This kind of diversity exists all around us, all the time. In our teams. In our families. In our friend groups. We just have to choose to see it and value it.
People often ask, “Where do I start?” The answer, in my view, is simple but somehow not easy. It starts with self-awareness.
Pause and reflect: Why am I reacting this way? What assumptions am I making? What story am I telling myself about this person?
Those moments of honest self-inquiry are powerful. They’re also rare.

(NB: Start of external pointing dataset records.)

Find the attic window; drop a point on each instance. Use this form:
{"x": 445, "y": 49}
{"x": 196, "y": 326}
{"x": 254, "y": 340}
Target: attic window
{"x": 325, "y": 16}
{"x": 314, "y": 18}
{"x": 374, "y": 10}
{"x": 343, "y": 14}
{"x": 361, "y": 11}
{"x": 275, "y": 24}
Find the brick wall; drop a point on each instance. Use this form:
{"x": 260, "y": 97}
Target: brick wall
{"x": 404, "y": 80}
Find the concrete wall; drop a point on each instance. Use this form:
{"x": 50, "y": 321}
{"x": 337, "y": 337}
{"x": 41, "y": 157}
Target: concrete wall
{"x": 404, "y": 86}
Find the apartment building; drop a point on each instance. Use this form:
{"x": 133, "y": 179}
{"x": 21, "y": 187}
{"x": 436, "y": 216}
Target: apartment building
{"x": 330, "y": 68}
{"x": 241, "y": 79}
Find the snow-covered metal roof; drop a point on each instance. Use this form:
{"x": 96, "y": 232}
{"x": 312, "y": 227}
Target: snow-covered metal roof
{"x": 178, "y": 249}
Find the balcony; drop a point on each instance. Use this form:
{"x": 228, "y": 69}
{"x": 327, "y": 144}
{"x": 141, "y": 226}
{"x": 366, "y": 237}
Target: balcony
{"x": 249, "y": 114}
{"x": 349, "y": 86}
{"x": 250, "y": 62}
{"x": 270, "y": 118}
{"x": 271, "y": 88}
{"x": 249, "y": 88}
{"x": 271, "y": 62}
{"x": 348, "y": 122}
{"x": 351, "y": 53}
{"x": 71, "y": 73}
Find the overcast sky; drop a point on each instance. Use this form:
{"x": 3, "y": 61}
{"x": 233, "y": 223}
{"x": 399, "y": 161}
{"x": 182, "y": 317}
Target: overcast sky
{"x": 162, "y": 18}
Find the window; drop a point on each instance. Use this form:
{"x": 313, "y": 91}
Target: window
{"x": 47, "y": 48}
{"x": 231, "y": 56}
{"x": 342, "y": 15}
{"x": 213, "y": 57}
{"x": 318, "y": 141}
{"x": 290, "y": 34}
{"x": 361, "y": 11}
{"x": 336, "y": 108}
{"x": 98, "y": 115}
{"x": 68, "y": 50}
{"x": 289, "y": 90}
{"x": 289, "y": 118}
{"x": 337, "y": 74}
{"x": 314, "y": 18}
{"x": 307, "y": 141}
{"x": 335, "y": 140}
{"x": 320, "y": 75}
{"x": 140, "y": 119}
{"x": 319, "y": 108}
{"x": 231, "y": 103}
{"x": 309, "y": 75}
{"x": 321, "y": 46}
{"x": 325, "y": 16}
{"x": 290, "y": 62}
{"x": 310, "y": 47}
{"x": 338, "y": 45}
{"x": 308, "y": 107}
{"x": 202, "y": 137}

I remember a turning point in my own journey. A new team member joined our consulting firm. He came from a different career background, and the transition into the world of health IT consulting wasn’t seamless. Frankly, I was frustrated. I felt like he just wasn’t getting it, and I questioned whether he was the right fit. Then a close friend and colleague said something that stopped me in my tracks “Bridget, this is an opportunity to embrace diversity.” That sentence hit me harder than any DEI training ever could.
In that moment, I realized I was judging him through the lens of my own comfort zone. I expected him to immediately understand the nuances of our work culture despite having never operated in it before. I wasn’t inclusive. I was impatient. So, I changed course. I leaned in. I gave him feedback, and I also gave support. At one point, I gave him some pretty harsh constructive criticism on a project. But I also made sure he knew it was because I saw great potential in him.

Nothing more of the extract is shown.